Well, he had to return to the war straight away, and in September he was suddenly a prisoner of war and a “traitor” and he came to the camp at Neuaubing, for twenty-two months. But there some wealthy woman, probably the wife of a Party bigwig, chose him to work as a domestic servant in her house. The son of these Germans was fighting in the war down in southern Italy. Maybe my father reminded her of her son; anyway, thanks to this woman he was well fed and he worked for the family in the garden and in the fields. He was totally privileged, no wonder that he later spoke less about this than about his time in Russia.

After the war he took over the bakery here. He never saw himself as a victim. But here in the village, like everywhere else in Italy, there was this absurd competition about who was the greatest victim, the IMIs counted for nothing. I still remember how a former concentration camp inmate here in the village bawled out a former military internee, screaming: “What do you know? What did you suffer?”

I actually studied theology and psychology, but then I took over the bakery here when my father couldn’t manage any more. My daughter is now working here in the fourth generation of bakers.

[1] Michele Barricelli, “Schlimmer als die beste Schilderung” – Die Erinnerung an NS-Zwangsarbeit als gesellschaftliche Aufgabe, in Winfried Nerdinger (ed.), Zwangsarbeit in München.
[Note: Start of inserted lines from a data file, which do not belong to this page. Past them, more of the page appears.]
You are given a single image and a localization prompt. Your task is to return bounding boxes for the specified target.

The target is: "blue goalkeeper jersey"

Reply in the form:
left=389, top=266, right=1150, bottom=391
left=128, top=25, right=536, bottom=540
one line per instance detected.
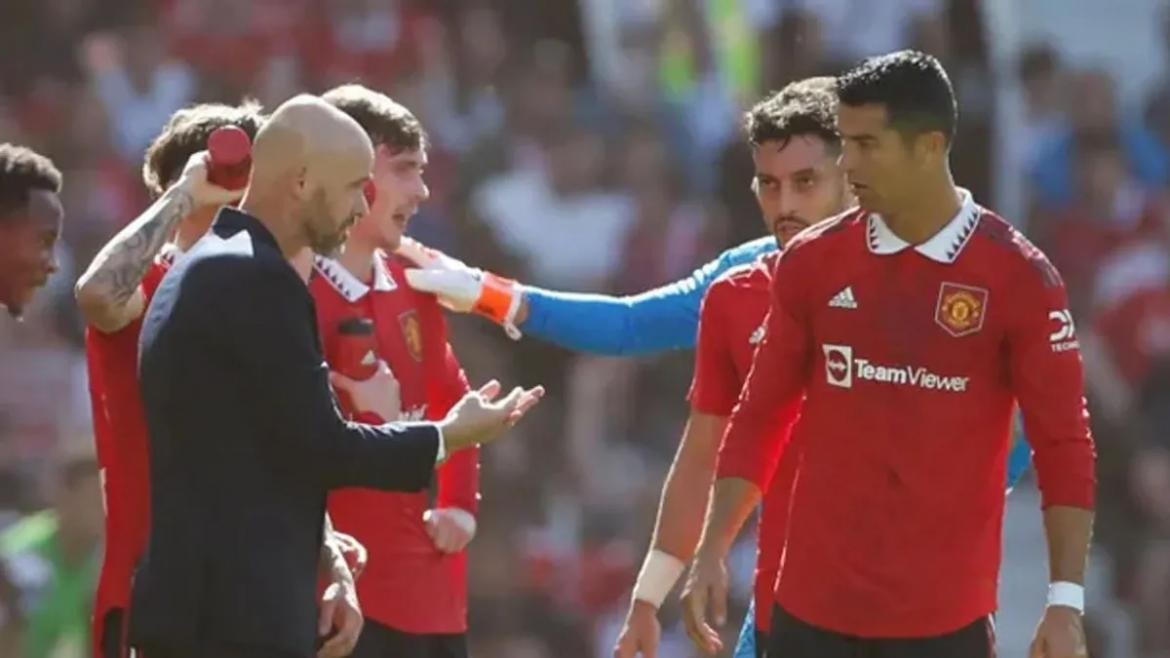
left=521, top=238, right=1031, bottom=485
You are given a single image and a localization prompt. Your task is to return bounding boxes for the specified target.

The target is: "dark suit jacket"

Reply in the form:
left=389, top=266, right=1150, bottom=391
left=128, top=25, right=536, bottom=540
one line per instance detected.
left=131, top=208, right=440, bottom=657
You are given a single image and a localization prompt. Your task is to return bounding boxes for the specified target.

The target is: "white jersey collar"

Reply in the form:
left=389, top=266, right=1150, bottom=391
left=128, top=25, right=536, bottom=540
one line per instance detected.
left=312, top=249, right=398, bottom=303
left=866, top=187, right=983, bottom=265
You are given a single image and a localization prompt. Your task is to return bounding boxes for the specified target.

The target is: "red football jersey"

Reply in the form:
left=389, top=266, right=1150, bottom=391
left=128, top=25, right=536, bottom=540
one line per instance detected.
left=688, top=247, right=800, bottom=632
left=85, top=246, right=178, bottom=642
left=309, top=252, right=479, bottom=633
left=718, top=191, right=1095, bottom=637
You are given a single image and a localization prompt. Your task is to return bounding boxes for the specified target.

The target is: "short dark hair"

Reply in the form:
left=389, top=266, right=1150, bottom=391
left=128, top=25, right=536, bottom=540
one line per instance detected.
left=0, top=143, right=61, bottom=219
left=322, top=84, right=427, bottom=153
left=743, top=76, right=841, bottom=148
left=143, top=101, right=264, bottom=197
left=837, top=50, right=958, bottom=144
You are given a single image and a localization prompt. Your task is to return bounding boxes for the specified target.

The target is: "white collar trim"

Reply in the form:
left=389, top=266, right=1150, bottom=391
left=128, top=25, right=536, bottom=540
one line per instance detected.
left=866, top=187, right=983, bottom=265
left=157, top=242, right=183, bottom=267
left=314, top=249, right=398, bottom=303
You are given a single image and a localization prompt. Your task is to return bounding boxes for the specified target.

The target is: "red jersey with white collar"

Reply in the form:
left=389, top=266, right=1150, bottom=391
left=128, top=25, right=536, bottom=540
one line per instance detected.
left=85, top=245, right=179, bottom=643
left=309, top=252, right=479, bottom=633
left=718, top=191, right=1095, bottom=637
left=689, top=252, right=800, bottom=632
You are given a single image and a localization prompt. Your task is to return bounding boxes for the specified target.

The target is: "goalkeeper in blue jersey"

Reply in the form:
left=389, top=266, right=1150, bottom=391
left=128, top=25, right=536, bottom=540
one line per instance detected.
left=399, top=90, right=1028, bottom=658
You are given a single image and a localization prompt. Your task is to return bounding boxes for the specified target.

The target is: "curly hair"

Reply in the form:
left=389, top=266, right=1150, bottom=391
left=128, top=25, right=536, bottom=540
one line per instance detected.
left=743, top=76, right=841, bottom=148
left=322, top=84, right=427, bottom=153
left=837, top=50, right=958, bottom=143
left=0, top=143, right=61, bottom=217
left=143, top=101, right=264, bottom=197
Das Lager der Reichsbahn in Neuaubing, Berlin 2018, p. 74.

[2] François Cavanna, Das Lied der Baba. Munich/Vienna 1981, p. 267, quoted from Christine Glauning, Mittdendrin und außen vor: Zwangsarbeit in der NS-Gesellschaft, in Winfried Nerdinger (ed.), Zwangsarbeit in München. Das Lager der Reichsbahn in Neuaubing. Berlin 2018, pp. 12–27, here: p. 15.

[3] See Gabriele Hammermann, Introduction, in idem (ed.), Zeugnisse der Gefangenschaft. Aus Tagebüchern und Erinnerungen italienischer Militärinternierter in Deutschland 1943–1945, Berlin/Munich/Boston 2014, p. 10.

[4] Joseph Goebbels, Die Tagebücher von Joseph Goebbels, Eintrag 20.9.1943 sowie 23.9.1943, quoted from Introduction, in idem (ed.), Zeugnisse der Gefangenschaft. Aus Tagebüchern und Erinnerungen italienischer Militärinternierter in Deutschland 1943–1945, Berlin/Munich/Boston 2014, p. 6.

[5] Gabriele Hammermann, Introduction, in idem (ed.), Zeugnisse der Gefangenschaft. Aus Tagebüchern und Erinnerungen italienischer Militärinternierter in Deutschland 1943–1945, Berlin/Munich/Bosten 2014, p. 15.